Hate a Little Less, Love a Little More! Proactively Curbing Online Hatred via Hate Speech Normalization

ACL ARR October 2021  ·  Anonymous ·

Curbing online hate speech has become the need of the hour; however, a blanket ban on such activities is infeasible due to several political, geographical, and cultural reasons. To reduce the severity of the problem, in this paper, we introduce a novel task, hate speech normalization – weakening the intensity of hatred exhibited by an online post by paraphrasing the original content.

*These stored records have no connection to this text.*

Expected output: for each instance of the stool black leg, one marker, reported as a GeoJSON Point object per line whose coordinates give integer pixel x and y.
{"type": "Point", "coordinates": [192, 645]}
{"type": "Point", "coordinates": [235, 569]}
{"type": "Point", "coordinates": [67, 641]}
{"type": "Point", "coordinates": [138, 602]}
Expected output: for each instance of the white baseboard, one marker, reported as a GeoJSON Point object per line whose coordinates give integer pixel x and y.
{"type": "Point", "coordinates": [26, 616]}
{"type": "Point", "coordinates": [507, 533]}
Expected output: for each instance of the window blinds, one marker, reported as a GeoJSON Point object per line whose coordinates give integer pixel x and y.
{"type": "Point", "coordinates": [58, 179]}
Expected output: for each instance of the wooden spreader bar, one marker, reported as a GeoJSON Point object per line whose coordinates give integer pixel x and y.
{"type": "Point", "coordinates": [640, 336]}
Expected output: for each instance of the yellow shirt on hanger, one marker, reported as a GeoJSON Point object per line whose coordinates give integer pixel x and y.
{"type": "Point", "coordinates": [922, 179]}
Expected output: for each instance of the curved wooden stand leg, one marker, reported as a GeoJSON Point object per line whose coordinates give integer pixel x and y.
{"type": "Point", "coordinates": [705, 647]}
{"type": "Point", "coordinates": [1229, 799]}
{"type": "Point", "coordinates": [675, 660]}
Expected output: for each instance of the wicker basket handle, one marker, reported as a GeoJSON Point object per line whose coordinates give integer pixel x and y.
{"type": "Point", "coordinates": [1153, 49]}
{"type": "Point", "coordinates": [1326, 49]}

The intention of hate speech normalization is to not support hate but instead, provide the users with a stepping stone towards non-hate while giving online platforms more time to monitor any improvement in the user’s behaviour. To this end, we manually curated a parallel corpus of hate texts and their normalized counterparts (a normalized text is less hateful and more benign). We then introduce NACL, a Neural hAte speeCh normaLizer that operates in three stages – first, it measures the hate intensity of the original sample; second, it identifies the harmful span(s) within it; and finally, it reduces hate intensity by paraphrasing the hate spans. We perform extensive experiments to measure the efficacy of individual components and the overall performance of NACL via three-way evaluation (intrinsic, extrinsic, and human-study). We observe that NACL outperforms its respective baselines – NACL yields a score of 0.683 Pearson correlation for the intensity prediction, 0.6911 F1-score in the span identification, and 67.71 BLEU and 75.83 perplexity for the normalized text generation. We further show the generalizability of NACL across other platforms (Reddit, Facebook, Gab). A scalable prototype of NACL was also deployed for the user study.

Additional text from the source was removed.